In this example the first column indicates the query, the second column indicates a unique id for that doc, the third column indicates the relative importance or relevance of that doc, and the fourth column indicates the source. There are 2 primary ways you might collect data for use with your machine learning algorithim. The first is to collect the clicks of your users given a specific query. There are many ways of preparing this data to train a model (http://www.cs.cornell.edu/people/tj/publications/joachims_etal_05a.pdf). The general idea is that if a user sees multiple documents and clicks the one lower down, that document should be scored higher than the one above it. The second way is explicitly through a crowdsourcing platform like Mechanical Turk or CrowdFlower. These platforms allow you to show human workers documents associated with a query and have them tell you what the correct ranking should be.

At this point you'll need to collect feature vectors for each query document pair. You can use the information from the Extract features section above to do this. An example script has been included in scripts/ltr_generateModel.py.
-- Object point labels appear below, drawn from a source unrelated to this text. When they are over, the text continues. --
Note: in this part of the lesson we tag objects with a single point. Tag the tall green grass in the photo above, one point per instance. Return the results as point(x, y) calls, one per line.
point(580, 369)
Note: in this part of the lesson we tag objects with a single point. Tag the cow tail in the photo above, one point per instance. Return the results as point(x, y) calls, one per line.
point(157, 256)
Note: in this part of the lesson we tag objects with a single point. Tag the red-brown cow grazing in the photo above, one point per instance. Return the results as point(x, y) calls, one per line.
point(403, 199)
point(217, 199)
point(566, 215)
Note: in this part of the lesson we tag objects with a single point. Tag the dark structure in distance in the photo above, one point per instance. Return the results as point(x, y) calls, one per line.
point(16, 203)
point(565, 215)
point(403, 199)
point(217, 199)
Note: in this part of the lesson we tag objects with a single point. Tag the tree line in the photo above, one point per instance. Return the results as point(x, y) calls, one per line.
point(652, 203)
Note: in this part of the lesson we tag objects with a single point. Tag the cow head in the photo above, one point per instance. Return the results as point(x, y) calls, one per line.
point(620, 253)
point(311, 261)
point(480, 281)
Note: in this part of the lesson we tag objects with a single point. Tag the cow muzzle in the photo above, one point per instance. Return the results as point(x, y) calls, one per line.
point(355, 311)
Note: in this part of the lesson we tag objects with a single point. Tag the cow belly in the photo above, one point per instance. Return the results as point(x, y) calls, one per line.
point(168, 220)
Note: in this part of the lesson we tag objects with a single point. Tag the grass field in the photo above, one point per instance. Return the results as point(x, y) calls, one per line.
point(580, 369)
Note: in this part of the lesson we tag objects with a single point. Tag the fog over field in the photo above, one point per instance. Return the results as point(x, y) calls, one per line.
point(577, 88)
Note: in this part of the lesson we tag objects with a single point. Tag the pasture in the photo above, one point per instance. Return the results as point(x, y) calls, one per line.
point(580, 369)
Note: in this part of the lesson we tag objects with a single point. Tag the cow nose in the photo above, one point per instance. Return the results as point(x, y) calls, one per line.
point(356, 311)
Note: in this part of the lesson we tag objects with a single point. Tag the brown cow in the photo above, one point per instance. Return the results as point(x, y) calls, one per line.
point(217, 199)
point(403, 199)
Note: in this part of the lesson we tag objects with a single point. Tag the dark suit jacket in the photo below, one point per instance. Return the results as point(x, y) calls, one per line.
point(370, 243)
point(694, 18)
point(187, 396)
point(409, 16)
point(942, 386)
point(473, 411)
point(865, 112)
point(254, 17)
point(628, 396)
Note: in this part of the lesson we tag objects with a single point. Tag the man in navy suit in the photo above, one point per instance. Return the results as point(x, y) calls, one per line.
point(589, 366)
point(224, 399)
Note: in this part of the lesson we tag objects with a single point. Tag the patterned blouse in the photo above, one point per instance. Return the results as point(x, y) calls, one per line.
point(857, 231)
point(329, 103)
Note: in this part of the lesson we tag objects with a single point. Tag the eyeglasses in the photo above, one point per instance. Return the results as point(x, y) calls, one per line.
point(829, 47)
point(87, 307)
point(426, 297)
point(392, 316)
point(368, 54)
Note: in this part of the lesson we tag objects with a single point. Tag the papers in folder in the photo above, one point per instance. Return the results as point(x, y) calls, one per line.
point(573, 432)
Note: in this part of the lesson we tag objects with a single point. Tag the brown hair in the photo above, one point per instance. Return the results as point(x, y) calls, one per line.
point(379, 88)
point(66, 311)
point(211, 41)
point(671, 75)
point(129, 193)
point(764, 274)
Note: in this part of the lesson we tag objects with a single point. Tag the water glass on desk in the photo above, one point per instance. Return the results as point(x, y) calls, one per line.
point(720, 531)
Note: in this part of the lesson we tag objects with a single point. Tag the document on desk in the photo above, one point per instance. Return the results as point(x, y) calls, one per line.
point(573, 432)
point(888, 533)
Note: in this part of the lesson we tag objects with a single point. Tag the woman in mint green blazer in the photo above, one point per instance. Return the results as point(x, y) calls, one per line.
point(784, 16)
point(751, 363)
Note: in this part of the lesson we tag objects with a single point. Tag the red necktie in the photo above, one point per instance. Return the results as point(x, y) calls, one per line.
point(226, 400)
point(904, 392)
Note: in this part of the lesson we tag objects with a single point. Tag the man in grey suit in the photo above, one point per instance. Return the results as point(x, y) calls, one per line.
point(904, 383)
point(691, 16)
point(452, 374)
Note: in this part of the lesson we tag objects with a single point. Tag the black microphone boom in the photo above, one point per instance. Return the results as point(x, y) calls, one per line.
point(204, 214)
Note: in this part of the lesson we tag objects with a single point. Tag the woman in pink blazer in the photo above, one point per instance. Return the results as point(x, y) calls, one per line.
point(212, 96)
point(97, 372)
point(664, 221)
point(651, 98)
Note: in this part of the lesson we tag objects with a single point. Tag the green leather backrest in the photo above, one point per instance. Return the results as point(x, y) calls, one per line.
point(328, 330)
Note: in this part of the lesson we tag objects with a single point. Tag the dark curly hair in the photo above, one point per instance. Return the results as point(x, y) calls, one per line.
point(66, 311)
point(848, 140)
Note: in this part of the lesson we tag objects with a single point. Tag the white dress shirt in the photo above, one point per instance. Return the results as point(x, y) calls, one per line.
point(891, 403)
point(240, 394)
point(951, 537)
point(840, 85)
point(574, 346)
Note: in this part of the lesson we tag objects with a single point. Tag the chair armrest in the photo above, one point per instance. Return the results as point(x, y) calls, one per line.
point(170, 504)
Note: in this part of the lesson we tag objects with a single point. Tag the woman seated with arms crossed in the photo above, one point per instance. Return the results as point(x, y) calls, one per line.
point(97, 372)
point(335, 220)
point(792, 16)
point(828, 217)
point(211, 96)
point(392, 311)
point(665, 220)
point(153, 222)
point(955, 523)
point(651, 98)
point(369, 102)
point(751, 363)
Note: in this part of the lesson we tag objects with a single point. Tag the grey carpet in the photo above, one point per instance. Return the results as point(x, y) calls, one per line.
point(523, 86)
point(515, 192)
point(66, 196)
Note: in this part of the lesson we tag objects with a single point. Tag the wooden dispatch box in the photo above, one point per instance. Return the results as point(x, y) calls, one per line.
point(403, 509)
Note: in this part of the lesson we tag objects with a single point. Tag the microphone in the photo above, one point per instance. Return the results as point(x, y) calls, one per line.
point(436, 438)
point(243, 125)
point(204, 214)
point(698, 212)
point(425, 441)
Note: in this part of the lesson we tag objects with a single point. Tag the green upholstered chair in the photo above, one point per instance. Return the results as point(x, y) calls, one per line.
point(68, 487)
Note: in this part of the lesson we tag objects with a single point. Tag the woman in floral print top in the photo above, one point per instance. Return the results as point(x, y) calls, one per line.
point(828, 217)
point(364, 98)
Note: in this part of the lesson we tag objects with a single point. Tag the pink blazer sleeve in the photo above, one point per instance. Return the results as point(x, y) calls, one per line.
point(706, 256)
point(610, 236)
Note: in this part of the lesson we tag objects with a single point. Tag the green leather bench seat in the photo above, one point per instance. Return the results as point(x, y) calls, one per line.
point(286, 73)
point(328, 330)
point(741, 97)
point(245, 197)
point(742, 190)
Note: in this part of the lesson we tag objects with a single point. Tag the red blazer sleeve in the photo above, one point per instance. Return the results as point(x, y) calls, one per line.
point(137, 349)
Explanation of the core reranking logic

An LTR model is plugged into the ranking through the LTRQParserPlugin. The plugin will read from the request the model, an instance of LTRScoringAlgorithm, plus other parameters. The plugin will generate an LTRQuery, a particular org.apache.solr.search. RankQuery. It wraps the original solr query for the first pass ranking, and uses the provided model in a ModelQuery to rescore and rerank the top documents. The ModelQuery will take care of computing the values of all the features and then will delegate the final score generation to the LTRScoringAlgorithm.